The guests, of course, have no clue about these advanced technical preparations that are made for their visits. In cases of "governmental hard targets," the information obtained through "Royal Concierge" can also involve "Humint" operations. The abbreviation is short for "human intelligence" -- in other words, the deployment of human spies who might then be listening in on a diplomat's conversations at the hotel bar.

'Wild, Wild West'

The documents seen by SPIEGEL do not state how often the program has been used, but they do indicate that it continued to be developed and that it captured the imagination of the intelligence agency's workers, including the GCHQ unit responsible for "effects." Given the access they had to hotel bookings through "Royal Concierge," one document pondered: "Can we influence the hotel choice?" And: Did they have the ability to cancel visits entirely? Another slide lists "car hire" as one of the possible extensions to the program.

Contacted by SPIEGEL, GCHQ said that it "neither confirms nor denies the allegation."

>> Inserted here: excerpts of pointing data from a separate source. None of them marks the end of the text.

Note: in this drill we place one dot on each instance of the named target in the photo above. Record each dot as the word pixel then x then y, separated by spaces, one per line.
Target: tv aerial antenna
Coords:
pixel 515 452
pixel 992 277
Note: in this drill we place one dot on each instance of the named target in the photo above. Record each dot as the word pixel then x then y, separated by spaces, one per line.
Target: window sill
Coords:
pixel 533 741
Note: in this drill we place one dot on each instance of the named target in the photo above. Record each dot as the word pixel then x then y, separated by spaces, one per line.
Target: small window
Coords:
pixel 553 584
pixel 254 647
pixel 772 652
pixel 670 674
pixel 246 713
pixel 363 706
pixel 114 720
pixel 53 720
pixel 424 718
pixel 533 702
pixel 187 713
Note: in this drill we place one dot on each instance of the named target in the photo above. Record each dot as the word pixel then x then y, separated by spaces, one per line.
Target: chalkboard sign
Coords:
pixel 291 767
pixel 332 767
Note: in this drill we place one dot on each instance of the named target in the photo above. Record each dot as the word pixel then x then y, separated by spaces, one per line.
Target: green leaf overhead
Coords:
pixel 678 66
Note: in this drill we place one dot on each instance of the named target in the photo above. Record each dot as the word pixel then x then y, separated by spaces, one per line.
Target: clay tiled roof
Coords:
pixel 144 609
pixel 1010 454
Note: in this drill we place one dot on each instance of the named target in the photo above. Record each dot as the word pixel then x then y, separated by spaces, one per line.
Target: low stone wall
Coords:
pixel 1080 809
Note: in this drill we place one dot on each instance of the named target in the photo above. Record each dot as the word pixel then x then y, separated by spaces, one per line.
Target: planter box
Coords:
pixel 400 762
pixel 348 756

Her Royal Majesty's agents appear to be very conscious of the fact that the automated monitoring of diplomats' travel by the British intelligence service crosses into controversial terrain. One of the presentations describing "Royal Concierge" is titled "Tales from the Wild, Wild West of GCHQ Operational Datamining."

Angelika R (143)
Sunday November 17, 2013, 12:16 pm
I would suggest that John Kerry considers sharing the bedroom with Mrs Merkel or perhaps Mr Westerwelle when he comes here next for his "reconciliation tour" expected as soon as our new govt. will be in office. ;) (would also save lots of security costs for his visit!)

JL A (281)
Sunday November 17, 2013, 12:40 pm
Feels more like the Cold War era espionage novels somehow--a surreal and unreal level of spies seemingly doing things just because they can and apparently not because it aligns with an acknowledged purpose

Angelika R (143)
Sunday November 17, 2013, 1:06 pm
The acknowledged purpose is ALWAYS (as they say) "national security interests", or as the NSA put it: " we want to know what they really think".--- I agree, cold war era espionage.

Angelika R (143)
Sunday November 17, 2013, 1:08 pm
The Brits press hav NOT picked this up yet for reasons we all know but it is online in several websites, even yahoo has something.

Angelika R (143)
Sunday November 17, 2013, 1:48 pm
If you look at this from a different angle to me it also suggests that these "governmental hard targets" just might be (the real) terrorists,-well, is that so far off from the truth???? Hope the GCHQ includes their own govt.+ officials in their monitoring.

Abdessalam Diab (145)
Tuesday November 26, 2013, 4:01 am
This sort of spying is neither new nor is it limited to the British intelligence service. It is also well known to diplomats who in turn have some sort of anti spying tools. The game is wide spread and will continue for ever.